Deafened by the sound, retching from the smell, I stoically struggled on, much like an ancient Roman soldier or one of Hugh Hefner’s recent wives.
“What’s the source of all this anger, do you think? Is it your mum? It’s your mum, isn’t it? Be honest.”
“Well, I haven’t been laid in…” The great cat appeared to be calculating, “Ever.”
“You heard me.”
I told him I didn’t quite understand how that was relevant. I began to extol the many virtues of the celibate life.
“That’s easy for you to say, you have hands! Have you ever seen a lion masturbate? Look at this paw! Can you imagine what an eye-gouging, windpipe-snapping death machine like that could do to such a sensitive area?”
I had to admit, it was a pretty sound justification. We chatted for a little while, mostly about the footy; Tombo of course barracks for the Lions, though he refers to them exclusively as Fitzroy. But I went home disappointed. The King of the Jungle himself wasn’t regal at all. I could just as easily have been chatting with a sports-mad fifteen-year-old or a Young Liberal, up to and including the blistering wrath born of years of pent-up sexual frustration.
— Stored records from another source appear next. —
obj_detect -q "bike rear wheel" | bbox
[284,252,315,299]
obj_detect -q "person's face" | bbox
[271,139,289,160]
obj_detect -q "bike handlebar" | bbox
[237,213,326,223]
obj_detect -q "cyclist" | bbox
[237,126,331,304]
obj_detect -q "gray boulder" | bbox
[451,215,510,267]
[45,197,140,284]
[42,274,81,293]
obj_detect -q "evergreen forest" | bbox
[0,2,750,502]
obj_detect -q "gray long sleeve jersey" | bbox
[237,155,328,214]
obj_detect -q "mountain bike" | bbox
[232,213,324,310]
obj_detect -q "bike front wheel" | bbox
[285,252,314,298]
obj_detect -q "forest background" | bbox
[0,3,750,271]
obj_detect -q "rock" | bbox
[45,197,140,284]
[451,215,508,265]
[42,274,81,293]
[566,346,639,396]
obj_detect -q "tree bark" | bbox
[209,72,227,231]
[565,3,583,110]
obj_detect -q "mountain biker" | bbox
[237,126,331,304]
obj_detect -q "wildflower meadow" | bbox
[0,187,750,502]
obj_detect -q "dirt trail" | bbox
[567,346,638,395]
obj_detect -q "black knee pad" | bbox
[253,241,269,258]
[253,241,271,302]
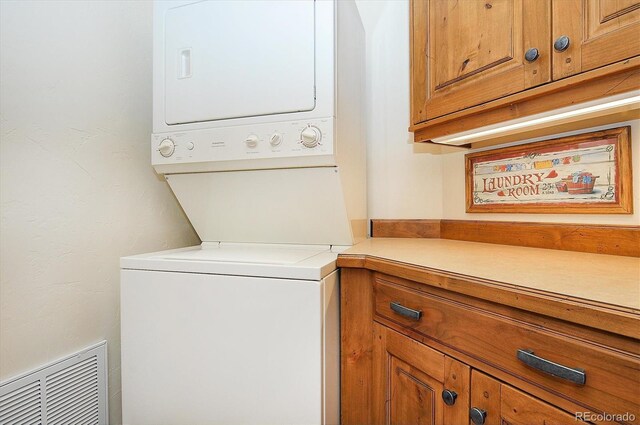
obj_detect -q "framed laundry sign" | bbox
[465,127,633,214]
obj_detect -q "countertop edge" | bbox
[337,254,640,339]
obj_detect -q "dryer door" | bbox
[164,0,315,125]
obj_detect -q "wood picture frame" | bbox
[465,126,633,214]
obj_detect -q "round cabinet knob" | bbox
[442,390,458,406]
[158,139,176,158]
[553,35,570,52]
[269,133,282,147]
[469,407,487,425]
[300,125,322,148]
[244,134,260,149]
[524,47,540,62]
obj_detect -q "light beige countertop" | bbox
[338,238,640,314]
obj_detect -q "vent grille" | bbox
[0,382,42,425]
[0,341,108,425]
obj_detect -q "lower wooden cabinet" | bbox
[341,268,640,425]
[372,324,576,425]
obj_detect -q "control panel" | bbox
[151,118,334,165]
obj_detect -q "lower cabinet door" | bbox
[372,324,470,425]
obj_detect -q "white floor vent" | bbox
[0,341,109,425]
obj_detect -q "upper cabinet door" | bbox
[552,0,640,80]
[411,0,551,124]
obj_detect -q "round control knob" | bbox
[442,390,458,406]
[524,47,540,62]
[269,133,282,147]
[553,35,571,52]
[244,134,260,149]
[469,407,487,425]
[158,139,176,158]
[300,125,322,148]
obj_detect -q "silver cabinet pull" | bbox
[517,349,587,385]
[389,302,422,320]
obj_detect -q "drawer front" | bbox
[374,277,640,423]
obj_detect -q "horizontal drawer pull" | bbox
[389,302,422,320]
[517,349,587,385]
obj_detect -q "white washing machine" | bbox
[121,0,367,425]
[121,243,340,425]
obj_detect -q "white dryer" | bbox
[121,0,367,425]
[121,243,340,425]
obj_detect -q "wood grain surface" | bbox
[371,219,640,257]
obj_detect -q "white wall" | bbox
[356,0,443,218]
[0,1,199,424]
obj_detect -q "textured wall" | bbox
[356,0,443,218]
[0,1,199,423]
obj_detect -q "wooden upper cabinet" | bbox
[410,0,640,141]
[411,0,551,124]
[553,0,640,80]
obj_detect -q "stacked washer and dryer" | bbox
[121,0,367,425]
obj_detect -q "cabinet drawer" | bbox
[374,276,640,423]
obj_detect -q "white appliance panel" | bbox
[164,0,315,125]
[121,270,339,425]
[120,242,345,280]
[166,167,352,245]
[151,118,335,172]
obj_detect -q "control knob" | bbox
[269,133,282,148]
[158,138,176,158]
[244,134,260,149]
[300,125,322,148]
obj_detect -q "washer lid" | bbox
[120,243,337,280]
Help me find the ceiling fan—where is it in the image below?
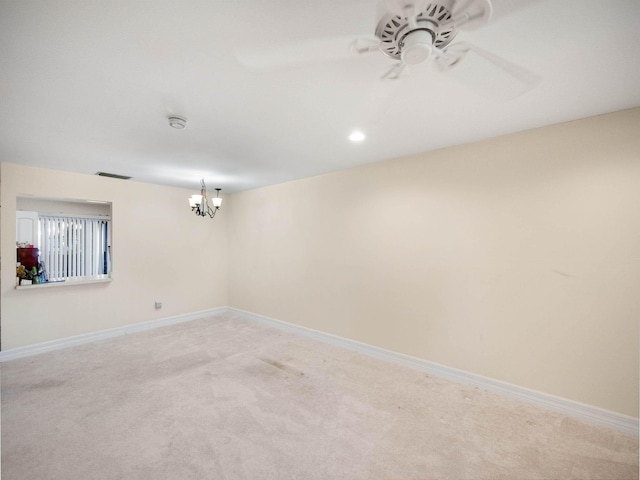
[239,0,539,96]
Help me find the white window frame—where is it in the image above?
[37,213,111,282]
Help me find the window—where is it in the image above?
[16,196,113,288]
[38,214,110,282]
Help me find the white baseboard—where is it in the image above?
[227,308,639,437]
[0,307,227,362]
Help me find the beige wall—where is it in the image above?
[0,163,227,350]
[227,109,640,417]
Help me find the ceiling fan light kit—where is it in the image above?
[167,115,187,130]
[189,178,222,218]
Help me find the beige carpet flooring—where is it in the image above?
[1,316,638,480]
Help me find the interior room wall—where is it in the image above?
[0,163,227,350]
[228,109,640,417]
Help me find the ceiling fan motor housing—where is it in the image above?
[376,0,458,65]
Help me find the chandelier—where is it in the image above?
[189,178,222,218]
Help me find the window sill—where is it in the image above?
[16,275,112,290]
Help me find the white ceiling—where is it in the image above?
[0,0,640,193]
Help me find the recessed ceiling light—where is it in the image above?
[349,131,367,142]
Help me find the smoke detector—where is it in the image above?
[168,115,187,130]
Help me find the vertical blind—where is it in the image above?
[38,214,109,281]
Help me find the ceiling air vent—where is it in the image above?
[96,172,131,180]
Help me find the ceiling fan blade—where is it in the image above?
[236,35,380,72]
[449,0,540,30]
[435,42,541,100]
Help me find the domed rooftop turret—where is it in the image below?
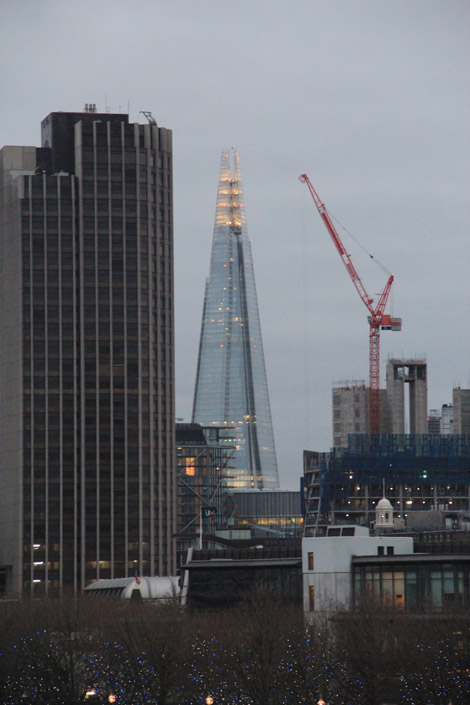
[375,497,393,529]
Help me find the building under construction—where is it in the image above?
[304,434,470,536]
[332,358,428,448]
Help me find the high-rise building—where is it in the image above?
[304,433,470,536]
[176,423,235,557]
[0,105,176,594]
[193,152,279,489]
[332,359,428,448]
[387,358,428,433]
[450,387,470,433]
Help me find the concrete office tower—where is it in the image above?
[451,387,470,433]
[192,152,279,489]
[0,110,176,595]
[386,358,428,433]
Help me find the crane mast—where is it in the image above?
[299,174,401,433]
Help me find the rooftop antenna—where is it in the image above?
[139,110,157,125]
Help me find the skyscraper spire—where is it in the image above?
[193,150,279,489]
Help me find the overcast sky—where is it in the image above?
[0,0,470,488]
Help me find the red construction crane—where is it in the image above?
[299,174,401,433]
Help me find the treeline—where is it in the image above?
[0,592,470,705]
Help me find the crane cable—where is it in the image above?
[328,210,391,276]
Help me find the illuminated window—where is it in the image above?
[308,584,315,612]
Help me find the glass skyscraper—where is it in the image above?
[193,152,279,489]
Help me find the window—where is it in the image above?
[308,584,315,612]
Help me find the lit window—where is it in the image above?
[308,585,315,612]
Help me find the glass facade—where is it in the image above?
[176,424,235,555]
[353,555,470,612]
[193,152,279,489]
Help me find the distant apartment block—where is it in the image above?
[332,359,428,448]
[452,387,470,433]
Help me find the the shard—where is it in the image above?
[193,151,279,490]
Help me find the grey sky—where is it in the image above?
[0,0,470,488]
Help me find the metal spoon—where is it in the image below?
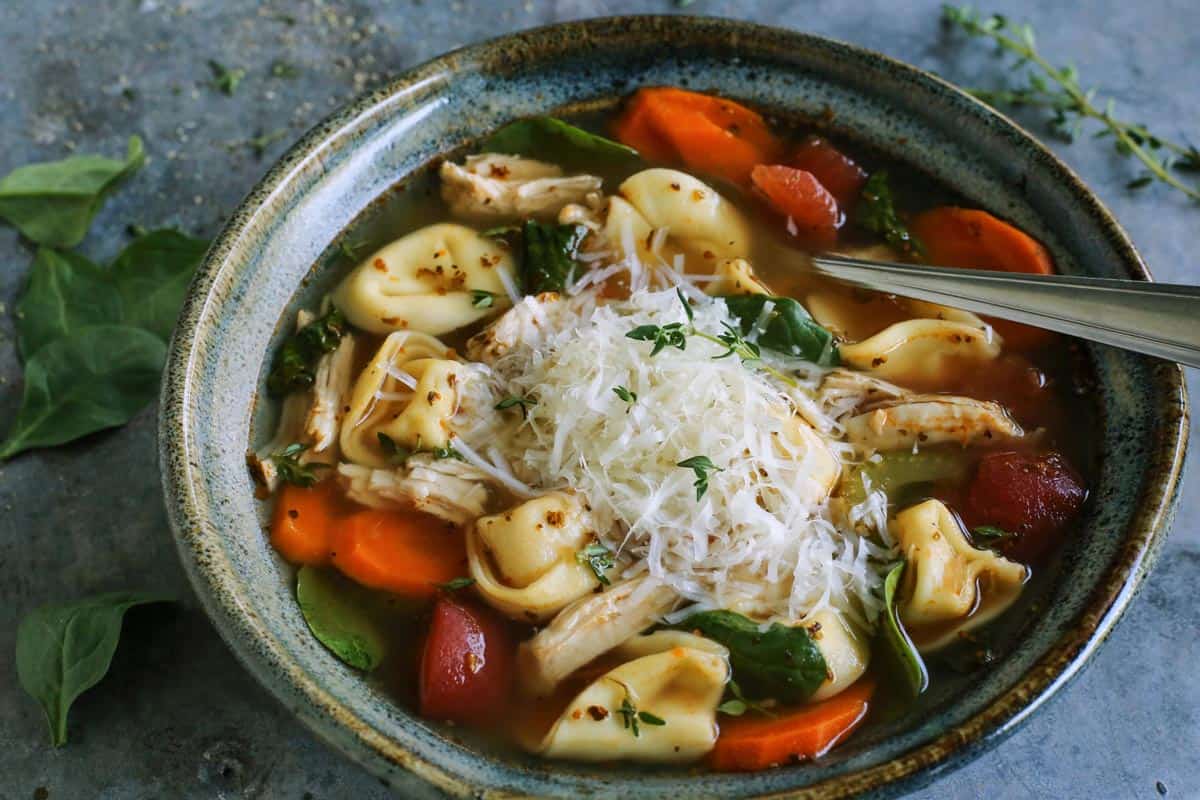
[812,255,1200,367]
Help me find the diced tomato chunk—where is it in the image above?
[788,136,866,211]
[750,164,844,247]
[418,595,516,723]
[960,452,1087,563]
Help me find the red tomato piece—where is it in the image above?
[788,136,866,210]
[418,595,516,723]
[750,164,844,247]
[961,451,1087,563]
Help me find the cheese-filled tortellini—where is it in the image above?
[893,500,1028,652]
[846,395,1025,450]
[618,168,752,260]
[527,631,730,764]
[804,610,871,703]
[839,319,1001,384]
[340,331,470,468]
[334,223,516,336]
[467,492,600,622]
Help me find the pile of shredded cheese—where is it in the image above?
[477,287,888,627]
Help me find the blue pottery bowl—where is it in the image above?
[160,17,1188,798]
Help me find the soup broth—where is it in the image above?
[250,89,1091,770]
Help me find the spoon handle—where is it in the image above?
[812,255,1200,367]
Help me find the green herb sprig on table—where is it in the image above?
[942,5,1200,200]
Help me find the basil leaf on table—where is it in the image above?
[882,561,929,698]
[109,228,209,342]
[0,325,167,459]
[521,219,588,294]
[0,136,145,247]
[673,610,827,703]
[480,116,638,169]
[721,295,840,367]
[17,247,121,362]
[17,591,170,747]
[296,566,388,672]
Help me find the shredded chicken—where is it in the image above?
[440,152,604,219]
[337,455,488,525]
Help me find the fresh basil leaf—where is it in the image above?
[17,247,121,362]
[266,308,348,395]
[856,169,925,255]
[0,325,167,459]
[481,116,638,169]
[721,295,840,367]
[109,228,209,342]
[17,591,170,747]
[296,566,388,672]
[882,561,929,697]
[521,219,588,294]
[673,610,827,703]
[0,136,145,247]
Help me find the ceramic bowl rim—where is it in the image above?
[158,14,1188,798]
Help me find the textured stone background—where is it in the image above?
[0,0,1200,800]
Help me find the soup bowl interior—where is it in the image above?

So really, guys, when they release the Dolphin Translator iPhone app, or you meet a gorilla who knows sign language, or you try to teach a parrot swear words, remember this: it’s not worth it. Animals are just not that interesting. I think that’s why we’ve gotten away with systematically enslaving them, wearing their skin, annihilating their homes and murdering their children for so long.
As I sit here at the computer, reflecting on my little adventure, rain begins to fall over Melbourne’s leafy north-east. A little symphony of Currawongs and Bellbirds breaks out in the valley, which may sound beautiful to you, but all I hear is:
“Oh shit, it’s raining!”
“It’s totally raining, you guys!”
“Did you know that water is actually falling from the sky right now? For real.”
Meanwhile, a very similar stream of banal Facebook statuses begins to clog my newsfeed. I wonder, Perhaps I’ve been unfair on animals. Perhaps we’re all fucking boring.
*Names have not being changed because, serious, they’re dogs.